4 Soil Mapping Boundaries

The soil-mapping boundaries can be the boundaries between different regions or nations and between soil science and other disciplines. First, if the soil-mapping area spans two or more countries, the soil data collected by different countries and different soil survey projects can be different in many aspects: data collection time (old vs. new soil survey data), data formats (profile points, polygon-based maps, and soil survey reports), sampling strategies (random, regular, or representative), sampling density (sparsely vs. densely distributed), sampling depth (topsoil vs. profile), laboratory analysis methods (e.g., laser diffraction techniques vs. pipette method for measuring soil texture), and soil classification systems (e.g., Canadian soil classification system vs. USDA soil taxonomy). Thus, soil data harmonization is necessary to get consistent soil data for digital soil mapping. Quite a few studies have explored the soil data harmonization techniques (Soon and Abboud 1991; Nemes et al. 2003; Pieri et al. 2006). The specifications of the GlobalSoilMap.net products (v2.3) have identified most of these problems and provide some regression equations for harmonizing multi-source soil data to a reference standard (Arrouays et al. 2014). Baruck et al. (2015) discussed the soil data harmonization issues for soil mapping across the eight Alps countries. The process of collecting soil data and mapping soils, as well as the soil classification systems used, significantly differs among the countries. The harmonization includes an upgrade of an existing international soil classification, e.g., the World Reference Base WRB (IUSS 2014). The harmonization is not only an international transborder problem. For example, in Italy within the Pedological Methods Program in the year 2000, criteria were established for making the soil map of Italy at a scale of 1:250,000. But in order to take into account local specificities, several regions developed their own soil survey manual. Second, the soil information products derived from digital soil mapping should not only meet the applications of soil science (e.g., agricultural production and management) itself but also those of other disciplines including hydrological, ecological, and climatic modeling and even pipeline network design. To what extent the products made by soil mappers can match the requirements of applications in other fields is still an issue to be addressed mainly due to the gaps between the disciplines.

5 Current Challenges

5.1 3D Digital Soil Mapping of Soil Properties

Most soil maps are continuous surface maps in two dimensions ignoring the fact that soil also varies with depth over a landscape. A few attempts have been made on 3D soil mapping (Liu et al. 2013; Minasny et al. 2013; Arrouays et al. 2014). Most considered it as multiple 2D soil-mapping operations at a set of predefined depth intervals. These 2D mapping results are represented as depth averages (for concentrations) or sums (for stocks). These averages can be reconstructed into a full 3D soil property map. Although multiple 2D mapping is simple to implement, it is a pseudo 3D mapping approach and has two drawbacks (Liu et al. 2015). One is that soil variation pattern in the vertical dimension is neglected when performing separate horizontal soil predictions for each depth interval. The other is that depth function fitting is often applied twice in the mapping process. Any errors in the fitting are thus repeated and may be magnified. In addition, most 3D soil-mapping studies only focus on soil organic carbon, mainly because the profile distribution of this property is relatively simple and thus can be easily fitted by an exponential decay function. But, other soil properties such as soil texture and bulk density, to a big extent, have been ignored by the 3D soil-mapping studies mainly due to their complex distribution patterns with depth. Thus, it is necessary to study how to generate accurate 3D maps of these demanded soil properties in the next years.
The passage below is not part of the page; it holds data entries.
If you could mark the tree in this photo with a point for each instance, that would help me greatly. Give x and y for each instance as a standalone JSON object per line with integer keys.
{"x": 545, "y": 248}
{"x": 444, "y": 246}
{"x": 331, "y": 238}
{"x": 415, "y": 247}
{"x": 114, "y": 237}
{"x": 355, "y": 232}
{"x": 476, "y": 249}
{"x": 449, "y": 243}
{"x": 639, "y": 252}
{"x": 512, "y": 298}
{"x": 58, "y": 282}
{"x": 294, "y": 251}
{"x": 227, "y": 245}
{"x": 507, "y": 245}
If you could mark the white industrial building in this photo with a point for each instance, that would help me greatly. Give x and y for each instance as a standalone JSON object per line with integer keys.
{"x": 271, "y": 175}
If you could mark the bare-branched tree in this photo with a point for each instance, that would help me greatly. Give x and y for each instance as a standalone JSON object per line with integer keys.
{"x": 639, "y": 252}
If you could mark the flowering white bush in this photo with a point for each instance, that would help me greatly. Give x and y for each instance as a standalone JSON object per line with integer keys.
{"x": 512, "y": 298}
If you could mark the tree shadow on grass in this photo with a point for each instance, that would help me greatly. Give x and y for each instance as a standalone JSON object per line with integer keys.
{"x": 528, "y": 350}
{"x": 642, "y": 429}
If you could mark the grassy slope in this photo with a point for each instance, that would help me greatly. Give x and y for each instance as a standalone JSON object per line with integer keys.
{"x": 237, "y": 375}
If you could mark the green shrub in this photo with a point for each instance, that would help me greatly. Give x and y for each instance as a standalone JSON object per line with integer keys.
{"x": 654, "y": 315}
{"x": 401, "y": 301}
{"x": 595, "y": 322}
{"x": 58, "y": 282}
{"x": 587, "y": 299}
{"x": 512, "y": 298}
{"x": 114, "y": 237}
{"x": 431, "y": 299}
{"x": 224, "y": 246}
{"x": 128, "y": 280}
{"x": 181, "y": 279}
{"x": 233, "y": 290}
5.2 Soil Mapping in Areas with Intensive Human Activities

Human activities are an important soil-forming factor, which exhibit both deterministic patterns (e.g., land-use patterns) and highly randomness (e.g., agricultural practices such as irrigation and fertilization). There are two types of areas with intensive human activities. One is the urban areas experiencing intensive urbanization, and the other is the cultivated areas experiencing intensive land uses. Urban soils present a diversity of specific processes and features, such as soil pollution and compaction, zoning, fertilization, sewage release, and combustion. These processes may result in high patchiness and short-distance heterogeneity. Very high short-distance soil variability within such areas and long distances between settlements limit the use of traditional spatial interpolation methods. Similarly, agriculture soils also have high spatial heterogeneity because of irrigation and fertilization and specific practices. Thus, the digital soil mapping in these two types of areas is challenging. In both, much attention is needed for anthropogenic soil-forming factors. Vasenev et al. (2013, 2014) explored the soil organic carbon mapping in a highly urbanized area. In addition to traditional factors, urban-specific factors, including size and history of the settlements and functional zoning, were used as auxiliary information for mapping soil organic carbon stocks.
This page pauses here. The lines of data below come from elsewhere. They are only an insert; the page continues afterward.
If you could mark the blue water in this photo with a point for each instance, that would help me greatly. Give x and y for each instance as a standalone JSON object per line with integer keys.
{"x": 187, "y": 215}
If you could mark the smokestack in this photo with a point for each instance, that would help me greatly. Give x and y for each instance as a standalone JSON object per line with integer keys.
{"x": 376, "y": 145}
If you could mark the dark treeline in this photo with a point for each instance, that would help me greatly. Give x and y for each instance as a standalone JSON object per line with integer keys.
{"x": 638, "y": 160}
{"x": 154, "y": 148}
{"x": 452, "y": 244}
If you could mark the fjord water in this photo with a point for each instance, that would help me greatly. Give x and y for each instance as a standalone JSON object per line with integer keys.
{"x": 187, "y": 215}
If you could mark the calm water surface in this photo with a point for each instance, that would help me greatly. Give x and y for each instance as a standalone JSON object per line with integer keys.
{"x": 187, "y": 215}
5.3 Multi-Source Data Integration for Soil Mapping

Soil data used for digital soil mapping can be collected from multiple sources: legacy soil data from conventional soil survey and new soil sampling data from recent soil survey projects. As mentioned above, data harmonization is needed before they are used for soil mapping. It includes the harmonization within a single soil data source and that between multiple sources. Both are challenging tasks. The soil-type cross-references from one soil classification system to another can only be performed at a coarse level (e.g., soil great group). It is usually difficult to convert clay, silt, or sand content from one soil texture classification standard to another. The conversion between different laboratory analysis methods is always empirical and dependent on the soil regions or types. In particular for the soil properties that are not steady over time (e.g., one or more decades), such as soil organic carbon and pH value, how to integrate legacy soil data with new soil sampling data for digital soil mapping remains a challenge. Sun et al. (2015) compared the changes of digital maps of soil organic matter generated from three sets of soil sampling data from three soil survey projects conducted at different periods. The proximal soil sensing and digital soil morphometrics are also important soil data sources which can provide a large amount of “soft” soil data for soil mapping. It is necessary to incorporate these data into existing soil sampling data for high-resolution digital soil mapping. But much work is still needed to be done. In addition to the data collected by specialists in soil science, Rossiter et al. (2015) argued that the citizen (non-specialists) can also assist digital soil mapping by providing soil samples or landscape knowledge. They proposed digital soil-mapping and citizen-science initiatives. The “citizen” can be farmers, land managers, civil engineers, gardeners, and participants in outdoor activities. They pointed out that a key issue for the citizen science is how to integrate observations from citizens and those from the professionals.